Lenny McGill

Las Vegas Raiders
- Title: Senior national scout

Personal information
- Born: May 31, 1971 (age 55) Long Beach, California, U.S.
- Listed height: 6 ft 1 in (1.85 m)
- Listed weight: 202 lb (92 kg)

Career information
- Position: Cornerback (No. 22, 28)
- High school: Orange Glen (Escondido, California)
- College: Arizona State
- NFL draft: 1994: undrafted

Career history

Playing
- Green Bay Packers (1994–1995); Atlanta Falcons (1996–1997); Carolina Panthers (1998); Seattle Seahawks (1999)*;
- * Offseason or practice squad member only

Operations
- Green Bay Packers (2000–2008) Scout; Denver Broncos (2009–2014) Scout; Miami Dolphins (2015–2022) Scout; Las Vegas Raiders (2022–present) Senior national scout;

Career NFL statistics
- Tackles: 104
- Sacks: 1
- Interceptions: 4
- Stats at Pro Football Reference

= Lenny McGill =

American football player and administrator (born 1971)

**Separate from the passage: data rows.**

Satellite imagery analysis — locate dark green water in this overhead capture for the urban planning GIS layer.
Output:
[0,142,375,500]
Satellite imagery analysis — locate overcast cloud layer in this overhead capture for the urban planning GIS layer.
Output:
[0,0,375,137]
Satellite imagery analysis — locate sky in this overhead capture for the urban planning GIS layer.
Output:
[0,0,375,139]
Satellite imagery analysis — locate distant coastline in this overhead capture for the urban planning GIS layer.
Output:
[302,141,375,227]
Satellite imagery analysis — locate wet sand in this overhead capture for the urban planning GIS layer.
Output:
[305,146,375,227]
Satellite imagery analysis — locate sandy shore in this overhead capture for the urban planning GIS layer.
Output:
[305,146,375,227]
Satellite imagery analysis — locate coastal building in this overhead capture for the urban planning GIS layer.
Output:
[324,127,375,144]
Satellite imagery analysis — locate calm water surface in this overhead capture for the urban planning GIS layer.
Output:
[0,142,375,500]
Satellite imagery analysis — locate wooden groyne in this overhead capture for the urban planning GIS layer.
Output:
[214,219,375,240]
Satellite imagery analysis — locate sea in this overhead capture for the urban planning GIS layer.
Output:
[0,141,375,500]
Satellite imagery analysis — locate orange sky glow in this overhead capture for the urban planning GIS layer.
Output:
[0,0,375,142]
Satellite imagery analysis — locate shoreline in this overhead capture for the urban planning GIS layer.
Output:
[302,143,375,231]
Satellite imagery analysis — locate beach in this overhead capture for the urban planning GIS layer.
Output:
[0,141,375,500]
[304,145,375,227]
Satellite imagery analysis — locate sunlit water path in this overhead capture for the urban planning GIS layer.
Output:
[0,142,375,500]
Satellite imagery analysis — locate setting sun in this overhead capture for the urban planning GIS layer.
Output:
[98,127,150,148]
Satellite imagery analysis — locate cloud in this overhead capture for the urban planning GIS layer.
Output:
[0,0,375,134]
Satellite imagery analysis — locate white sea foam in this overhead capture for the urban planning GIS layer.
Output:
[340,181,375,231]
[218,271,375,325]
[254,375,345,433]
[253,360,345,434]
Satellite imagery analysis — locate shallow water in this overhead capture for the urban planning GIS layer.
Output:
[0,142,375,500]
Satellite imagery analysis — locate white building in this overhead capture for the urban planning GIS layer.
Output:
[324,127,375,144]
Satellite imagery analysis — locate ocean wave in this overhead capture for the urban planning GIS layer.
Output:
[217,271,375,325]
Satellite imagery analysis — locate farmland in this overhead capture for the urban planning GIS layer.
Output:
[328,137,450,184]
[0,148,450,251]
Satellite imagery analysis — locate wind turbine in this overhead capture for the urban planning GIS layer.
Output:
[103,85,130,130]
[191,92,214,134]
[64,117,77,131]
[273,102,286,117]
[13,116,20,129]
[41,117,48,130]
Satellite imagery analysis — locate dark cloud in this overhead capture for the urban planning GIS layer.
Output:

Charles Leonard McGill III (born May 31, 1971) is an American former professional football player who was a cornerback in the National Football League (NFL). He played college football for the Arizona State Sun Devils. He currently is the senior national scout for the Las Vegas Raiders. He played five seasons for the Green Bay Packers, the Atlanta Falcons, and the Carolina Panthers.